Author | : Niall O'Brien |
Publisher | : Oxford University Press |
Total Pages | : 321 |
Release | : 1987-10-29 |
Genre | : Religion |
ISBN | : 0195364228 |
In 1983 three priests--among them Irishman Niall O'Brien --together with six lay leaders were arrested in the Philippines on a false charge of murder. The government of Ferdinand Marcos hoped in this way to silence those within the church who were increasingly speaking out against social and political injustice. Instead, the "Negros Nine" became the subject of international protest and a focus of the burgeoning Philippine movement for non-violent change.
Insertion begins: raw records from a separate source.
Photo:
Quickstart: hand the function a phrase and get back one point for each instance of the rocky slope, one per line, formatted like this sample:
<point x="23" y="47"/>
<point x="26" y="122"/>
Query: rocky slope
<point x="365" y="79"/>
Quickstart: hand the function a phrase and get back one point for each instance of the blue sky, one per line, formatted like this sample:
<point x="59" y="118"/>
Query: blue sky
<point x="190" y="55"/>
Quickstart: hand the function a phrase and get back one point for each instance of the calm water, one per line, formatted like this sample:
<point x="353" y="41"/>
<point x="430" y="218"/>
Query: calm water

Released after eighteen months' imprisonment, Father O'Brien returned to Dublin where his prison diary soon became a bestseller. In this new book, he unfolds the larger story of his twenty years as a missionary on the island of Negros in the Philippines. He shows how his encounters with the terrible poverty and ubiquitous injustice he found amid the wealth of the sugar plantations gradually convinced him that the true meaning of Christian discipleship is unconditional commitment to the poor and oppressed. He describes his role in establishing "basic Christian communities," autonomous local groups developed to provide their members with mutual spiritual and practical support, which so alarmed and threatened the military regime. From these beginnings he traces the development, in this land of pervasive brutality and casual murder, of his own theology of absolute nonviolence. Set against a fascinating background of colonial and more recent Philippine history, O'Brien's vivid first-person narrative provides a unique perspective on the events leading up to the overthrow of the Marcos regime. His theology holds out the hope of a "liberation" that can break the continuing cycle of violence and hatred.